Performance Standards in Mathematics (brief)
In mathematics, we have traditionally taught skills, and then taught applications or “word problems” that go along with those specific skills and use those skills in specific ways. For example, after learning subtraction, pupils read and answer “take away” problems. Later, after learning subtraction with decimals, students work on change problems. After learning percents, students will answer discount questions, or calculate tax or tips. At the level I teach, algebra, after learning to factor, students might solve area problems. After solving equations with fractions, my students apply the skill to “work” or “mixture” problems. Even knowing the skill, these problems are hard.
But performance standards encourage something else. They give the student an unfamiliar situation, and ask the student to identify and apply the correct mathematical skill. Now, at the “Integrated Algebra” level the range of mathematics is not that great, so this is not impossible. But it is far more difficult than the standards writers understand. It is what colleges do with engineers (come to us with a large mathematics skill set, and we will teach you how to choose the appropriate equations). Using performance standards means the mathematics assessments are littered with science, technology, and artificial and contrived context.
New York State introduced performance standards in mathematics with Math A and B ten years ago. They reduced their role with the switch to Integrated Algebra, Geometry and Algebra 2/Trigonometry, but performance standards must be eliminated.
You indiciated that one of the problems with the exam is that it didn’t stretch strong kids enough. It seems to me that “performance standards” is *exactly* what you need, in some questions, to do this. Of course you also need more basically-stated questions for the weaker kids too.
A couple of comment…
First, at the risk of lapsing into “back in my day” (the early 70’s) rose-colored glasses, I remember one of the strengths of the Regents exams being that they covered the range of abilities pretty well. They were also wonderfully predictable — you got the Baron’s guides, and worked your way through old exams, and you were prepared. In essence, the collection of old exams set the content standards for the course.

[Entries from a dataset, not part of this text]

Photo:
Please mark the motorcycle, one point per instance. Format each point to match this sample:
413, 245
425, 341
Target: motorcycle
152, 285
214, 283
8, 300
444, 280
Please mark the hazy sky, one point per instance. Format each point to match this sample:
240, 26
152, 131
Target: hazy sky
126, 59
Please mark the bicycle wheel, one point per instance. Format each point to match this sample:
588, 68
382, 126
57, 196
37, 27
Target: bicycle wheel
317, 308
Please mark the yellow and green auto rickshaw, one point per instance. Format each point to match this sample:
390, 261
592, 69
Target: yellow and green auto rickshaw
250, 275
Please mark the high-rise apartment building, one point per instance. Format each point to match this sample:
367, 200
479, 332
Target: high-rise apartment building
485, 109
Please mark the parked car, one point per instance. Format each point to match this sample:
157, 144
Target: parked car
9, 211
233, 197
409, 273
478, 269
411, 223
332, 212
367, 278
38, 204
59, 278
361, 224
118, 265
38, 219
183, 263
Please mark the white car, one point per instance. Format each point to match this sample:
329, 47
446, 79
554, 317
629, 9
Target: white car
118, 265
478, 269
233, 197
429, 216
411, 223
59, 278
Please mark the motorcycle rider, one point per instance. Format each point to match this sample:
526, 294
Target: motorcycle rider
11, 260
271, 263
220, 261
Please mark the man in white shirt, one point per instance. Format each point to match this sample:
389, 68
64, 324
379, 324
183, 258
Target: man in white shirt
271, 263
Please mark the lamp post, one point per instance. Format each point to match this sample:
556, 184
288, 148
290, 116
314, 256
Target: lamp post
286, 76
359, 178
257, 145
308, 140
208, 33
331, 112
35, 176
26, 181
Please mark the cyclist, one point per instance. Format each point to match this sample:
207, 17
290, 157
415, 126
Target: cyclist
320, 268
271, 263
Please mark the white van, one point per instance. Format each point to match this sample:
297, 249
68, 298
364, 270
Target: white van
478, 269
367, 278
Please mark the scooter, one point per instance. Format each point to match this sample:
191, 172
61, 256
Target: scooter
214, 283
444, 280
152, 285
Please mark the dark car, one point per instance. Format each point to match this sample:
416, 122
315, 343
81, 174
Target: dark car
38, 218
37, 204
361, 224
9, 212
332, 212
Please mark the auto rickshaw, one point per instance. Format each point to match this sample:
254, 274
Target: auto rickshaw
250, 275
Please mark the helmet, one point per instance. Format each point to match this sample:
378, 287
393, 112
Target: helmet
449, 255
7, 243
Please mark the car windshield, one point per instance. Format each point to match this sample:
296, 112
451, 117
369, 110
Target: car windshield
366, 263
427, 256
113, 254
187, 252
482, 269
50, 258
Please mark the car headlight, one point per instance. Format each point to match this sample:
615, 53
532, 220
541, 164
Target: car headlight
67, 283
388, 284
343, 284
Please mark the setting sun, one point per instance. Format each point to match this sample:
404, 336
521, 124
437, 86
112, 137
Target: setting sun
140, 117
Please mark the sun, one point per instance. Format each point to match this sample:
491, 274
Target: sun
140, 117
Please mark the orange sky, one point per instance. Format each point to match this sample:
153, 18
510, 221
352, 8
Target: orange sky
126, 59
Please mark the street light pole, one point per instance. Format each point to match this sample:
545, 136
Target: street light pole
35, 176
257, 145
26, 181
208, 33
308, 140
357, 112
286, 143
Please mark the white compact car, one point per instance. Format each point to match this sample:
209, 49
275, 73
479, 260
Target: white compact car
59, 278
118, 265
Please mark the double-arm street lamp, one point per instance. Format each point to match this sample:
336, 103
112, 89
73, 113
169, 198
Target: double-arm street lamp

Second, I have mixed feeling about your dismissal of performance standards, for two reasons. One, mathematical skills aren’t very useful unless you have some sense of what they can be used for, and I think students do need to get some practice in figuring out how to dissect a problem and turn it into equations. The challenge is to find problems where they can do this without needing other content knowledge that isn’t part of the course. Two, careful thought about what students will use their math skills for will help shape a better curriculum. I spent a summer teaching summer school Algebra II, and focusing primarily on skills so that my students could at least pass a “local” exam, and what was frustrating was that the skills seemed pretty meaningless without any context (I drew the line at teaching them to interpolate log tables). I think the kids would have been better served by a course than didn’t try to cover quite so many skills, but took the time to provide the context for them.
Dr. Rick –
performance standards would stretch strong students – perhaps appropriate for an algebra exam – but harder algebra problems and canning the 50% stats and probability would be better.
But performance standards tend to crush weak or even average students – inappropriate for a high school exit exam.
“The challenge is to find problems where they can do this without needing other content knowledge that isn’t part of the course.”
I think traditional word problems do this, without being any more artificial than the A and B style questions.
Within that, I do agree that more depth and fewer topics would make sense.
Why not just change the way math has normally been taught. Instead of just computing what the right answer is, have the student come up with a series of questions that can fit a give number. Or have that student explain why they feel an answer is correct and what lead them to that belief?
Unless the teachers start asking and creating deeper level questions, the students will fully understand the depth of what the question is asking.
Rachel,
I think most mathematical skills take time to ‘set.’ I would expect that skills taught a few years back are solid when kids reach me, and that the previous year’s needs refreshing and practice.
The application comes. But this is not social studies, where it comes the same day. Or where almost everything is application and it is the rarer occasion where the class steps back and notes more abstract phenomenon at play behind the details being studied.
Ultimate – I ask questions backwards from time to time. I ask students to explain answers. I like the ideas you mention, and use them. But I use them as well as, not instead of the old fashioned regular stuff. They complement each other.
“Unless the teachers start asking and creating deeper level questions, the students will fully understand the depth of what the question is asking.”
priceless.
Vlorbik,
that comment is from last summer. I entirely missed it. Priceless indeed.